EWI's initiatives focused on a number of different areas including cybersecurity, preventive diplomacy, strategic trust-building (which encompasses Russia-United States relations and China-United States Relations), Economic Security, and Regional Security (focusing on specific areas such as Southwest Asia).

History
The Institute for East-West Security Studies was founded in 1980, when then CEO John Edwin Mroz and Ira D. Wallach set out to study means of addressing areas of political dispute across the Iron Curtain.

In 1984, EWI hosted the first track 2 military-to-military discussions between the NATO and Warsaw Pact countries. These talks, focusing heavily on the establishment of confidence-building measures (CBMs) between the two parties, ultimately resulted in an agreement requiring each side to alert the other of troop movements.

After the fall of the Berlin Wall and the eruption of conflicts in Southeastern Europe, EWI worked to foster economic stability in the region, encouraging cross-border cooperation and training leaders for democratic states. In the 2000s (decade), EWI's operations expanded geographically to China, Southwest Asia and the Middle East, focusing on issues like cybersecurity, economic security, and countering violent extremism.

Since 2008, EWI has partnered with the China Association for International Friendly Contact to organize forums, termed the U.S.-China Sanya Initiative, between retired People's Liberation Army officers and retired U.S. military personnel. The Sanya Initiative is supported by the China-United States Exchange Foundation (CUSEF), a Hong Kong-based nonprofit established by billionaire Tung Chee-hwa.

In May 2009, EWI released its Joint Threat Assessment on Iran, produced by senior U.S. and Russian experts convened by the institute. The assessment, which concluded that the planned system would not protect against an Iranian nuclear threat, helped inform the Obama administration's decision to scrap the ballistic missile defense plan proposed by the Bush administration and replace it with a plan of its own.

In 2016, the institute helped set up an information portal which allows operators of critical infrastructure to share security information internationally.

Initiatives

Strategic trust-building

EWI's Strategic Trust-building Initiative includes its work with Russia, China, and the United States.
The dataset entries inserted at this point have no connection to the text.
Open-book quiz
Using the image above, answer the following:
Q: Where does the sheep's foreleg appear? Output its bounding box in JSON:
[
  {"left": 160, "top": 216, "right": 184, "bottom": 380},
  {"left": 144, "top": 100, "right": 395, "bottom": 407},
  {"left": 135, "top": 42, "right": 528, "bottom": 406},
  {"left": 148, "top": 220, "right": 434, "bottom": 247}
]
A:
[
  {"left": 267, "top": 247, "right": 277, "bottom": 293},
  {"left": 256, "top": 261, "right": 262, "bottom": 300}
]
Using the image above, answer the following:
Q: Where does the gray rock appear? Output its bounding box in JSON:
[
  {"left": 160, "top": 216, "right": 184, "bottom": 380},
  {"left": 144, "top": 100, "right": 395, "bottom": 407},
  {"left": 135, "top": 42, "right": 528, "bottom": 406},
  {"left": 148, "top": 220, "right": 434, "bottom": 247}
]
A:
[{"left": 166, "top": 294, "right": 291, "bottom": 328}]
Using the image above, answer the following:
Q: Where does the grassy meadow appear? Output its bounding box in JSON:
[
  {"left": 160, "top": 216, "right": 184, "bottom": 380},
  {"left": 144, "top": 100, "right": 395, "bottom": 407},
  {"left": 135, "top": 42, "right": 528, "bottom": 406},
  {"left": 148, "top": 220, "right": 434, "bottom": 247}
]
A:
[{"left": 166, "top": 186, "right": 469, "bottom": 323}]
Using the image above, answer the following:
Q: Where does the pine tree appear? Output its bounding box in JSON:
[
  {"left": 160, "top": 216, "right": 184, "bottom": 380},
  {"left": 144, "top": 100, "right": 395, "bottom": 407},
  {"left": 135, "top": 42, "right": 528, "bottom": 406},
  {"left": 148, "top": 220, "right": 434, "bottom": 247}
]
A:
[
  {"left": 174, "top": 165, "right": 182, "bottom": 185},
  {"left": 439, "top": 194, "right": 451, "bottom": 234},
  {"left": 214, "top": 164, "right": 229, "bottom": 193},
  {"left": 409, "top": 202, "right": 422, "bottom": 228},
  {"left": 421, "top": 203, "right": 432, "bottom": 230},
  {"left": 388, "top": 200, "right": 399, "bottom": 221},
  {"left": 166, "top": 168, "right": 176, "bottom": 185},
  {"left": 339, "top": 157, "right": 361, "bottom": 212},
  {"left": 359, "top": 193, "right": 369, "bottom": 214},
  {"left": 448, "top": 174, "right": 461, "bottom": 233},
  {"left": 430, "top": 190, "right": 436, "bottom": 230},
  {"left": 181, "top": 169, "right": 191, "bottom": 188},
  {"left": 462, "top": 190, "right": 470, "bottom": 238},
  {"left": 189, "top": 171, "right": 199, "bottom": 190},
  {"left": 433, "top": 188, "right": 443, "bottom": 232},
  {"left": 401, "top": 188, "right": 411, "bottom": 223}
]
Through its work with Russia, EWI has sought to "build a sustainable relationship of trust between Russia, its G-8 partners, and the world’s new rising powers." This program was responsible for establishing the 2009 Joint Threat Assessment on Iran. The China program, which was initiated in 2006, seeks to foster China's integration into the international sphere as a productive partner. An example of EWI's China work is the establishment of annual three-party talks between Republican Party, Democratic Party, and Chinese Communist Party leaders.

The Strategic Trust-building Initiative also incorporates EWI's work in Weapons of Mass Destruction issues. The WMD program, which began in 2006, aims to reduce political obstacles to the elimination of the threat of nuclear weapons. EWI organized a series of events and meetings in 2007 and 2008 to address stalled arms discussions in the international community.

Regional security

This program addresses specific regional problems requiring the attention of the international community. Current issues include: security and stability in Afghanistan & Southwest Asia, and Euro-Atlantic security. Regional Security is directly involved with the Parliamentarians Network for Conflict Prevention—a network, founded by EWI in October 2008, that has since grown to include 150 parliamentarians from more than 50 countries. Members of the network work to translate ideas into policy as well as advocate for a greater allocation of resources for preventive action.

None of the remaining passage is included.